Brands urged to use profits to keep Indian children out of work and in school

Right to education

In a country with more than 5.7 million child labourers, companies should help to ensure children living in "labour hotspots" finish their education, says a coalition of charities.


Brands sourcing garments, shoes, leather and natural stones from India must help create and sustain child labour-free zones by mapping their supply chains and working with communities to boost school enrolment, activists said today.

The Stop Child Labour Coalition of charities recently launched a campaign with guidelines for companies to help ensure that children living in “labour hotspots” finish school.

“Brands must take responsibility and share their profits to help keep children in school,” said A. Aloysius, founder of Social Awareness and Voluntary Education, a charity in the south Indian textile hub of Tirupur that is part of the coalition.

From ensuring fair wages for adult labourers to working with village councils on enrolment drives and improving access to education, the campaign aims to make “potential child labourers work only in schools”.

According to the International Labour Organization, more than half of India’s estimated 5.7 million child workers between the ages of five and 17 toil on farms.

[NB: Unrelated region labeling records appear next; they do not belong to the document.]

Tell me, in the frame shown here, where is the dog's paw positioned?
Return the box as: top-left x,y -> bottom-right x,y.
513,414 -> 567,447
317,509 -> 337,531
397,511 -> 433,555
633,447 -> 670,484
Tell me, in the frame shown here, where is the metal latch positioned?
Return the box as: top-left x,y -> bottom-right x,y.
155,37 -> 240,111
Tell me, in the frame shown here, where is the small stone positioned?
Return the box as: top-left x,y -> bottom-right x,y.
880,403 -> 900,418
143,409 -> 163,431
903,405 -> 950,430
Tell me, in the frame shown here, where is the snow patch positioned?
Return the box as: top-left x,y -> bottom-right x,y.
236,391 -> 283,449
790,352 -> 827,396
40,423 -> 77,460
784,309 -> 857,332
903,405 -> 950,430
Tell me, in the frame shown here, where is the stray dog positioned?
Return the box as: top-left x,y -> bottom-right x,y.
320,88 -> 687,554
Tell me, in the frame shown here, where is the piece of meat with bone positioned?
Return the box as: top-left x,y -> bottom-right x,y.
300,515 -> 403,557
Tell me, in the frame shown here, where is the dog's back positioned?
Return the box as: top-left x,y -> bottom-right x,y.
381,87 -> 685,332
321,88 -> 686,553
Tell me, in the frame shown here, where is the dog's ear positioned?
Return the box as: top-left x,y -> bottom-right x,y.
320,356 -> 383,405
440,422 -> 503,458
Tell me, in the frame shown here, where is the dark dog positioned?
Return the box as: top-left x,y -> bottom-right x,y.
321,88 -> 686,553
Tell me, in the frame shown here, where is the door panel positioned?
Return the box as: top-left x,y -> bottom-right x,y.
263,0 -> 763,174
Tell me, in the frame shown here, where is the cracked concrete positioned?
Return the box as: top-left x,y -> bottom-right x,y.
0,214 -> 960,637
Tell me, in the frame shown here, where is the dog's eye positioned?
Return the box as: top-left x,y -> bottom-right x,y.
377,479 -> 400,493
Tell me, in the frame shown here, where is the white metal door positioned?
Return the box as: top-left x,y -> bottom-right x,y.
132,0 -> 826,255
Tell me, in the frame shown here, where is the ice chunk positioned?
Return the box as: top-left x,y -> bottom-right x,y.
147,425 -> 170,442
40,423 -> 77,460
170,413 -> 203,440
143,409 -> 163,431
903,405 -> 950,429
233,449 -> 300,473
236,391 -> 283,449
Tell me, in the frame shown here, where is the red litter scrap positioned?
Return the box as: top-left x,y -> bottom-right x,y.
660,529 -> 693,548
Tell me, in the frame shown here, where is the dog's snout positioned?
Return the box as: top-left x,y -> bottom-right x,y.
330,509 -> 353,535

Over a quarter are in manufacturing on tasks such as embroidering clothes, weaving carpets and making matchsticks.

Children also work in restaurants and hotels, and as domestic workers.

A 2017 UNICEF report, based on Indian census data, says the proportion of child workers in the five to nine age group jumped to 25% in 2011 from 15% in 2001.

Many companies do not engage children in their own facilities but have no checks when they subcontract production to smaller factories or home workers, where the prevalence of child labour increases drastically, campaigners say.

“Child labour has often moved further down the supply chain, making monitoring more difficult,” said Venkat Reddy of the M V Foundation, a charity in the coalition.


The coalition’s guidelines urge the private sector, civil society and government to work together on interventions for child labour-free zones.

After applying these guidelines, two communities in Tirupur with some 20,000 households in December were declared child labour-free.

“It was the first time that small garment manufacturers in the area agreed to work with us on the issue,” Aloysius said.

The guidelines draw from successful interventions in the cotton fields of Andhra Pradesh, stone quarries of Rajasthan and shoemaking workshops of Agra.

“Like a quality check section, we want brands to add a social responsibility unit in the factories,” Reddy said.

“Supply chains run deep and brands know that. They don’t have to build schools, just be part of programmes to keep children in school.”